Icerya purchasi Maskell
Taxonomic placing: Insecta, Hemimetabola, Hemiptera, Sternorrhyncha, Coccomorpha, Coccoidea, Monophlebidae.
Common name: Cottony-cushion scale, fluted scale.
Geographical distribution: This pest occurs wherever citrus is grown. It is of Australian origin and has invaded the Middle East in the early years of the 20th century. CIE Map #51, 1971 (revised).
Host plants: Cottony-cushion scale develops on many perennial shrubs and trees, being a pest mostly of citrus, occasionally of roses.
Morphology: The body of the female (and all other stages) is dark-red, 0.6-0.8 mm long, covered by white wax and carrying behind it a large, white striated ovisac. The legs and antennae are black. The ventral side of the body bears many wax glands. The rare male is also dark-red, with a single pair of wings and long antennae.

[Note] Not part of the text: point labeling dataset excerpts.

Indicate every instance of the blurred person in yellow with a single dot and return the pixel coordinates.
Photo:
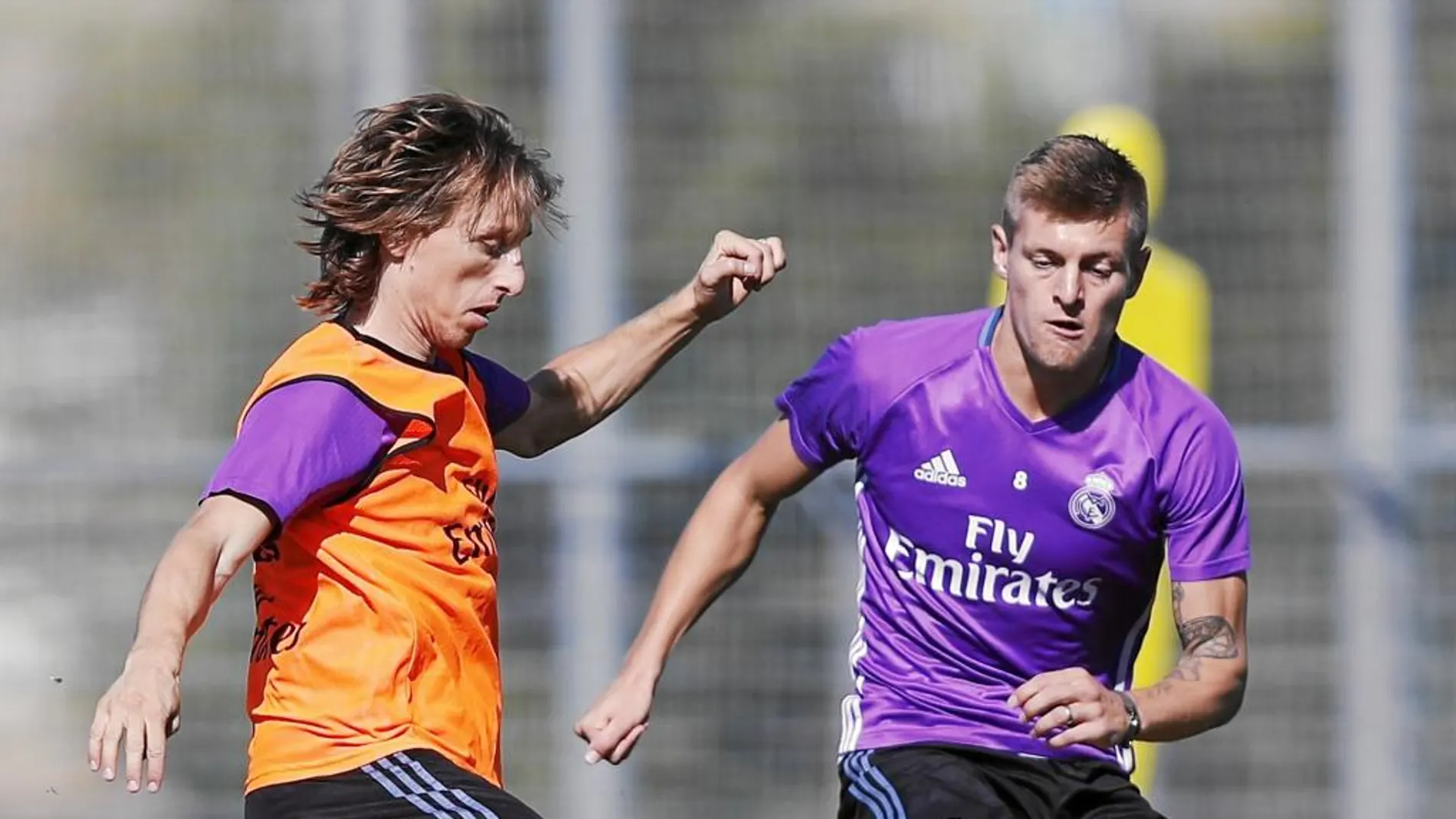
(1169, 320)
(363, 479)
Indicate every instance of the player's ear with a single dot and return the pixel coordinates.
(1139, 268)
(1001, 249)
(395, 244)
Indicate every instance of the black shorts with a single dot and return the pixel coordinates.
(408, 785)
(935, 781)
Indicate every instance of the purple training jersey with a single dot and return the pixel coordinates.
(993, 547)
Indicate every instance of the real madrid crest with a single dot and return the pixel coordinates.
(1092, 505)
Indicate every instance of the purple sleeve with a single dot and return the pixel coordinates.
(826, 409)
(1206, 521)
(507, 396)
(299, 441)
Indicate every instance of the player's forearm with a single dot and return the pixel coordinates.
(178, 598)
(1200, 694)
(715, 549)
(590, 382)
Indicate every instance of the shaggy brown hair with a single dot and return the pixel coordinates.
(1079, 178)
(408, 168)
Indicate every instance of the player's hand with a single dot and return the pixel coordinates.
(1072, 707)
(143, 704)
(618, 719)
(734, 268)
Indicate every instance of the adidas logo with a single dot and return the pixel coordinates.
(941, 470)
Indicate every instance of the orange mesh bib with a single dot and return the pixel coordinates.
(376, 610)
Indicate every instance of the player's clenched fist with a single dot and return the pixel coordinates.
(616, 720)
(734, 268)
(145, 707)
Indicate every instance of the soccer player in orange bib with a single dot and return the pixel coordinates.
(363, 477)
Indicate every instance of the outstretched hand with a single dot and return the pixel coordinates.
(143, 706)
(734, 268)
(616, 720)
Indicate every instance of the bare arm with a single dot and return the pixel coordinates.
(146, 699)
(711, 555)
(585, 385)
(192, 572)
(1203, 691)
(1206, 689)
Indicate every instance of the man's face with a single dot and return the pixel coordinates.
(457, 275)
(1066, 284)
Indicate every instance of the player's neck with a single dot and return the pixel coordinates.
(1040, 393)
(383, 322)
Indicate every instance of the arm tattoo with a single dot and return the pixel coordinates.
(1205, 636)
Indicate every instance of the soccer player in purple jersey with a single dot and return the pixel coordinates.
(1021, 474)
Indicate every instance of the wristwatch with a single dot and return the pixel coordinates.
(1135, 719)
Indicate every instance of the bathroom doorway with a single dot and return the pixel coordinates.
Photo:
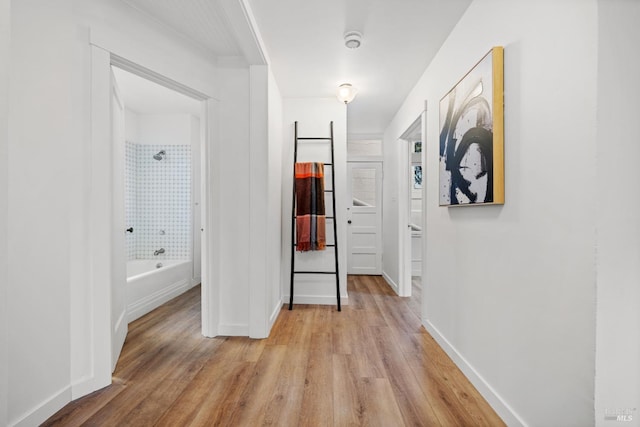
(411, 212)
(156, 169)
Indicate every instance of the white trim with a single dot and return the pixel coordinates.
(40, 413)
(274, 314)
(365, 159)
(233, 329)
(151, 75)
(258, 200)
(210, 218)
(391, 283)
(508, 415)
(100, 219)
(318, 299)
(139, 308)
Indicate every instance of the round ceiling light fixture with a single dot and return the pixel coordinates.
(346, 93)
(353, 39)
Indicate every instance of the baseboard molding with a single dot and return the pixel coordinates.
(505, 412)
(43, 411)
(318, 299)
(139, 308)
(391, 283)
(274, 314)
(233, 330)
(88, 384)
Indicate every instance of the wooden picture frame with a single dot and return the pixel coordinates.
(472, 136)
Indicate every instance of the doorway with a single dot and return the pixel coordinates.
(411, 227)
(364, 218)
(103, 254)
(156, 197)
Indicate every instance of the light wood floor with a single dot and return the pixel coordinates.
(371, 364)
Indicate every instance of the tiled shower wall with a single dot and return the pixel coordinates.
(158, 201)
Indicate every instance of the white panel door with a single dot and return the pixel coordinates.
(364, 218)
(118, 259)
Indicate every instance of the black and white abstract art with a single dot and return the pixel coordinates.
(471, 137)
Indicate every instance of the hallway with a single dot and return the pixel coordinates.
(371, 364)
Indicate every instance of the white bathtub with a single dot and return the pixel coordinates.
(149, 286)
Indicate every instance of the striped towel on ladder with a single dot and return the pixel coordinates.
(310, 214)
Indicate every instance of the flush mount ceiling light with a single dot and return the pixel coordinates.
(352, 39)
(346, 93)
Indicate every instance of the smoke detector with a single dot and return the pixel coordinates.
(352, 39)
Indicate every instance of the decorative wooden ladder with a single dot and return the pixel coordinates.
(332, 218)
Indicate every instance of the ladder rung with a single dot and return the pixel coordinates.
(314, 272)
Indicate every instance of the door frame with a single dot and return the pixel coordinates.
(100, 211)
(404, 230)
(379, 190)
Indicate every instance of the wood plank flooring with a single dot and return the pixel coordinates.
(372, 364)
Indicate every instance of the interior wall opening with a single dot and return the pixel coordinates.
(411, 213)
(157, 165)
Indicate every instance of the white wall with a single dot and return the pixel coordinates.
(618, 211)
(274, 227)
(4, 111)
(509, 291)
(164, 129)
(38, 203)
(234, 145)
(196, 182)
(313, 117)
(51, 309)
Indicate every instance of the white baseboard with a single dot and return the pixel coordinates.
(274, 314)
(39, 414)
(233, 330)
(505, 412)
(318, 299)
(139, 308)
(88, 384)
(391, 283)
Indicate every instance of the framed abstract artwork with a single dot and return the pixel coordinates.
(472, 136)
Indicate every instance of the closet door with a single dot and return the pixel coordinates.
(364, 218)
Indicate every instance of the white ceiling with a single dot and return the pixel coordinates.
(305, 46)
(146, 97)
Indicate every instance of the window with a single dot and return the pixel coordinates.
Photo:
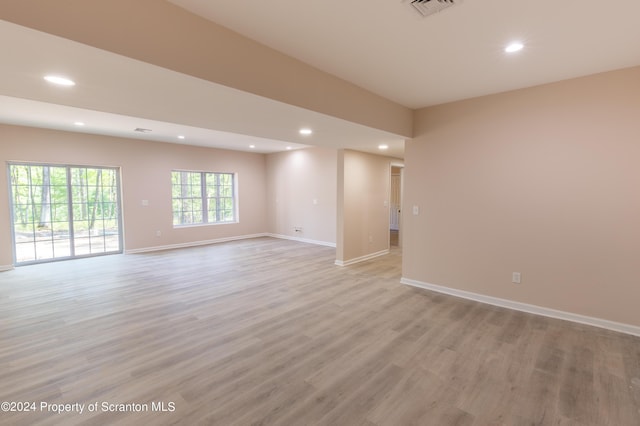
(64, 212)
(203, 197)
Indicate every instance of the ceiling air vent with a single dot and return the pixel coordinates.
(429, 7)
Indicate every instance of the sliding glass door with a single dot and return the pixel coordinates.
(64, 212)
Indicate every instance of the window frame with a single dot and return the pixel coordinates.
(203, 198)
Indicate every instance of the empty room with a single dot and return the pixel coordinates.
(399, 212)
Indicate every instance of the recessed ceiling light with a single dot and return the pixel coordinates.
(514, 47)
(62, 81)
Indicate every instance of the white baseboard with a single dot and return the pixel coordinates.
(361, 258)
(524, 307)
(5, 268)
(194, 244)
(302, 240)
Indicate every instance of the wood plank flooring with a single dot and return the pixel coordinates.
(270, 332)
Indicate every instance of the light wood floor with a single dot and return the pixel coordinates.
(269, 331)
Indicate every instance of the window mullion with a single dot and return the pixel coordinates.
(203, 196)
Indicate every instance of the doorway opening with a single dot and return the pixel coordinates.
(64, 212)
(395, 203)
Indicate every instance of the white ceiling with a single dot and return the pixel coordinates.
(388, 48)
(381, 45)
(114, 95)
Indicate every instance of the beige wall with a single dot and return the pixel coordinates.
(363, 210)
(301, 192)
(145, 169)
(544, 181)
(206, 50)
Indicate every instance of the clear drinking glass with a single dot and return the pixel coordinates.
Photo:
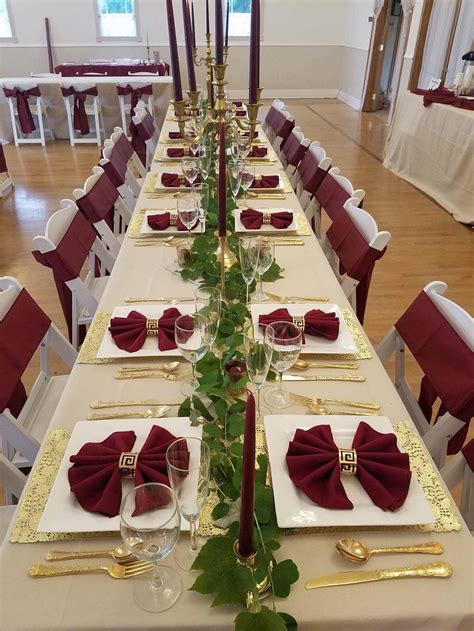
(188, 212)
(286, 339)
(248, 256)
(258, 356)
(151, 536)
(191, 333)
(247, 178)
(189, 480)
(266, 256)
(208, 301)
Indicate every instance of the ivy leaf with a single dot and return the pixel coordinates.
(264, 620)
(283, 575)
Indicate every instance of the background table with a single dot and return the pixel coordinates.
(433, 148)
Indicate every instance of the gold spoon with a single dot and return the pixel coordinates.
(355, 551)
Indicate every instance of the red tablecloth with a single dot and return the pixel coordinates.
(114, 70)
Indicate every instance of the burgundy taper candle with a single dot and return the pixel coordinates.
(247, 493)
(219, 33)
(222, 184)
(178, 92)
(189, 46)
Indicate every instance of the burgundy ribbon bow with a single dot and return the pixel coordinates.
(383, 471)
(25, 116)
(316, 322)
(95, 477)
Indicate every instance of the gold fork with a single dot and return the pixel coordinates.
(115, 570)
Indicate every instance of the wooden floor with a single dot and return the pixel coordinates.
(427, 243)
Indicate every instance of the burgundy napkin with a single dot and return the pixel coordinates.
(253, 219)
(95, 476)
(176, 180)
(266, 181)
(130, 333)
(317, 322)
(383, 471)
(258, 152)
(162, 221)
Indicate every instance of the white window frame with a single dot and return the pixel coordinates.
(102, 38)
(14, 37)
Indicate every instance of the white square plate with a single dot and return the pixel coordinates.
(109, 349)
(344, 343)
(63, 512)
(145, 228)
(239, 226)
(295, 510)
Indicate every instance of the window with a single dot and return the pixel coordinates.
(6, 25)
(117, 19)
(239, 18)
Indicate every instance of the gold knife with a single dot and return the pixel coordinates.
(439, 569)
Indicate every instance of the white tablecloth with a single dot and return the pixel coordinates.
(433, 148)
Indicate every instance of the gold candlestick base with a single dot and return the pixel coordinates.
(263, 588)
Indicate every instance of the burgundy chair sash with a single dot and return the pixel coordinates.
(21, 331)
(356, 257)
(80, 122)
(98, 203)
(25, 116)
(135, 93)
(446, 360)
(67, 260)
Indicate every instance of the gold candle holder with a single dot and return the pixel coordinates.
(263, 588)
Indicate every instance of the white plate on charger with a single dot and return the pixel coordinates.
(62, 512)
(294, 509)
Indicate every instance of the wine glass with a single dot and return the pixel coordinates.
(247, 178)
(188, 212)
(189, 479)
(235, 177)
(208, 301)
(266, 256)
(286, 339)
(190, 168)
(192, 338)
(258, 356)
(149, 524)
(248, 256)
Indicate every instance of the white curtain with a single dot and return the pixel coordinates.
(436, 41)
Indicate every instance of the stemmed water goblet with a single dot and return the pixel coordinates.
(248, 256)
(150, 522)
(266, 256)
(286, 339)
(189, 479)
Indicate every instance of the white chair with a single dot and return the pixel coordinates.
(35, 106)
(77, 109)
(22, 436)
(435, 436)
(79, 298)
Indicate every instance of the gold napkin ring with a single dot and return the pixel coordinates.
(348, 461)
(299, 322)
(128, 464)
(152, 326)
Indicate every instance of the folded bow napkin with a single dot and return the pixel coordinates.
(130, 333)
(254, 219)
(266, 181)
(176, 180)
(165, 220)
(315, 322)
(383, 471)
(95, 477)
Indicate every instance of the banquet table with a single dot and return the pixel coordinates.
(94, 602)
(433, 148)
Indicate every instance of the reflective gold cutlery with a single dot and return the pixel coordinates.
(115, 570)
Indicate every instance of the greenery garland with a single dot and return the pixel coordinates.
(224, 423)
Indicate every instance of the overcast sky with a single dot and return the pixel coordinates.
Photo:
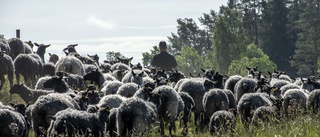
(98, 26)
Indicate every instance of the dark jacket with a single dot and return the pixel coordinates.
(164, 60)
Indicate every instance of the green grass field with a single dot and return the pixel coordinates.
(306, 125)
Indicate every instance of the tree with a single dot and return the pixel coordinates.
(306, 54)
(229, 38)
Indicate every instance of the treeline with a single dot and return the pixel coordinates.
(270, 34)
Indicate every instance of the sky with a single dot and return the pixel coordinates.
(130, 27)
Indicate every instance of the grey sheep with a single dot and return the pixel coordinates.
(285, 88)
(53, 58)
(314, 101)
(28, 95)
(243, 86)
(12, 124)
(264, 114)
(49, 105)
(196, 90)
(135, 117)
(111, 101)
(127, 89)
(30, 66)
(214, 100)
(112, 87)
(135, 76)
(16, 46)
(188, 106)
(222, 120)
(7, 68)
(231, 82)
(168, 107)
(296, 99)
(70, 64)
(72, 122)
(249, 102)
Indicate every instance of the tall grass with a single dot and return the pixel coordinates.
(306, 125)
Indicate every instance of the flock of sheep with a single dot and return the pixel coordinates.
(77, 95)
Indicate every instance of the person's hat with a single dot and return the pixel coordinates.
(162, 44)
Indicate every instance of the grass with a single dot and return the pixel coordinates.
(300, 126)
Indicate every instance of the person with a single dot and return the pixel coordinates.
(164, 60)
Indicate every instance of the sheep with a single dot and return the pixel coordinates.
(28, 95)
(111, 88)
(127, 89)
(188, 106)
(249, 102)
(72, 122)
(196, 90)
(111, 101)
(296, 99)
(28, 47)
(136, 76)
(12, 124)
(97, 77)
(231, 82)
(135, 117)
(41, 50)
(314, 101)
(53, 58)
(222, 120)
(49, 105)
(4, 45)
(168, 107)
(285, 88)
(214, 100)
(57, 84)
(70, 64)
(30, 66)
(264, 114)
(7, 68)
(243, 86)
(16, 46)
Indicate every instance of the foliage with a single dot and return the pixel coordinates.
(253, 56)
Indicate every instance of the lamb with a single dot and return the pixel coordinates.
(111, 88)
(168, 107)
(16, 46)
(70, 64)
(4, 45)
(12, 124)
(135, 117)
(222, 120)
(196, 90)
(314, 101)
(136, 76)
(97, 77)
(28, 95)
(188, 106)
(53, 58)
(49, 105)
(41, 50)
(127, 89)
(214, 100)
(295, 98)
(30, 66)
(264, 114)
(72, 122)
(57, 84)
(231, 82)
(249, 102)
(7, 68)
(243, 86)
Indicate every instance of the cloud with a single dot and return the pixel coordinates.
(105, 24)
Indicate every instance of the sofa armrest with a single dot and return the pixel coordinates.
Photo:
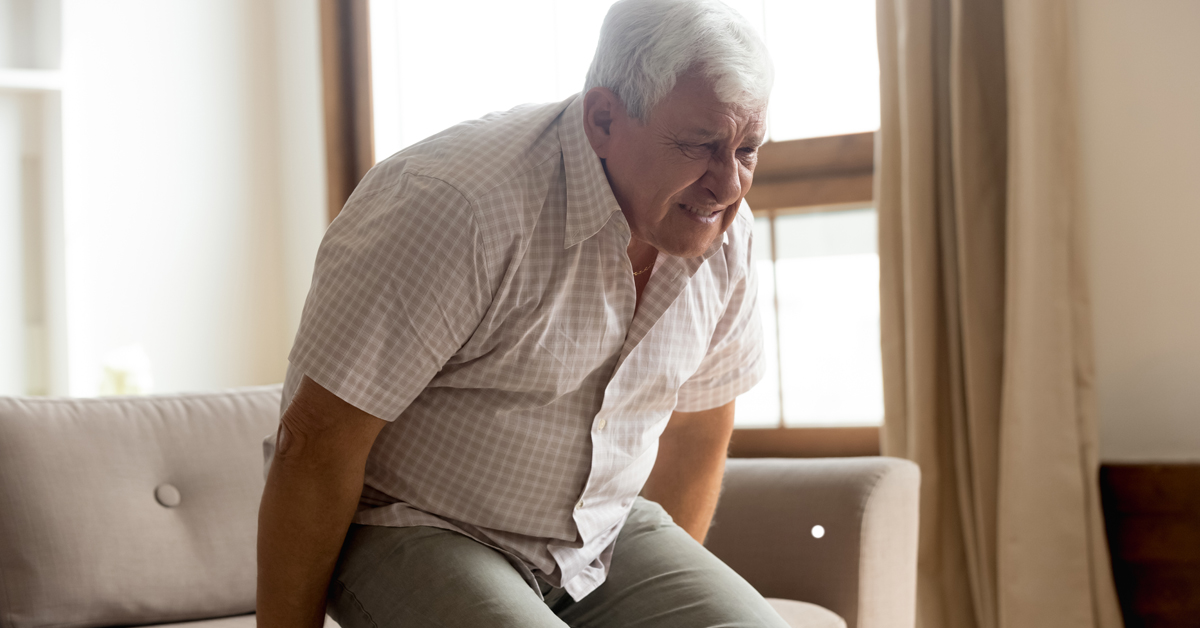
(863, 568)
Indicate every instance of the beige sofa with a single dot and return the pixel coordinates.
(143, 510)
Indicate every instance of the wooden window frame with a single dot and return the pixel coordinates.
(801, 175)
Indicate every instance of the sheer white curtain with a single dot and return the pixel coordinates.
(987, 336)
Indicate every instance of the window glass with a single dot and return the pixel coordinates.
(828, 282)
(438, 63)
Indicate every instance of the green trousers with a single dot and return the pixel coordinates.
(425, 578)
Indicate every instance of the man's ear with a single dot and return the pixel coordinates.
(601, 108)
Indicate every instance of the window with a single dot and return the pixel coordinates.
(30, 167)
(815, 226)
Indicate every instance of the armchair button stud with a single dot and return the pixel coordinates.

Life cycle: The hermaphroditic female lays her several hundred eggs, whose number depending on the season and the host plant, into its ovisac. The emerging crawlers settle nearby, mostly along branches and leaf veins. Shortly after settling they begin to secrete white wax, first as isolated plates and later as a total cover. The pest moves about throughout its life, preferring the inside of trees. There are three to four annual generations. Males are rare, usually appearing during very hot weather. Although they mate with the females, it is not clear whether they are functional. The scale may easily be mass-reared on citrus seedlings.
Economic importance: The pest sucks out plant sap, injects toxins and secretes much honeydew, which is colonized by sootymold fungi. Heavily infested trees may shed all their leaves and fruit, resulting in total yield loss and even death. The pest can destroy entire orchards. Affected trees appear to be black, due to the sooty mold, with white spots, the bodies of the scales.
Chemical control: The pest may be controlled with organophosphates or white oils. The insect growth regulator Buprofezin killed almost all crawlers and young nymphs; elder nymphs were less affected.
Biological control: This scale, accidentally introduced from Australia into the U.S.A. in the 1860s, became a destructive citrus pest until it was totally control by the vedalia beetle, Rodolia cardinalis Mulsant Coccinellidae introduced from Australia in the 1880s. The pest invaded Israel around 1912, and was soon controlled by the vedalia, this control holding as long as the beetle is not harmed by pesticides, or affected by toxic secondary plant constituents moving from the pest to the beetle. The cryptochaetid endoparasitoid Cryptochaetum iceryae Williston was introduced into Egypt in 1902 and into Israel in the late 1980s in order to supplement the effect of the vedalia. The fly is established in Israel and is expected to contribute to the pest’s control in the cooler, more northerly parts of the region. The control of the cottony-cushion scale was the first outstanding example of the successful biological control of a pest by an introduced natural enemy.
Mendel, Z. and Blumberg, D. 1991. Colonization trials with Cryptochetum iceryae and Rodolia iceryae for improved biological control of Icerya purchasi in Israel. Biological Control 1: 68-74.
Mendel, Z., Blumberg, D. and Ishaaya, I. 1991. Effect of Buprofezin on Icerya purchasi and Planococcus citri. Phytoparasitica 19: 103-112.
Quezada, J.R. and DeBach, P. 1973. Bioecological studies of the cottony cushion scale, Icerya purchasi Mask., and its natural enemies Rodolia cardinalis Mul. and Cryptochetum iceryae Will., in southern California. Hilgardia 41: 631-688.
Ragab, M.E. 1995. Adaptation of Rodolia cardinalis (Mulsant) (Col., Coccinellidae) to Icerya aegyptiaca (Douglas) (Hom., Margrodidae) as compared with Icerya purchasi Mask. Journal of Applied Entomology 119: 621–623.
Rivnay, E. 1968. Biological control of pests in Israel (a review 1905-1965). Israel Journal of Entomology 3: 1-156.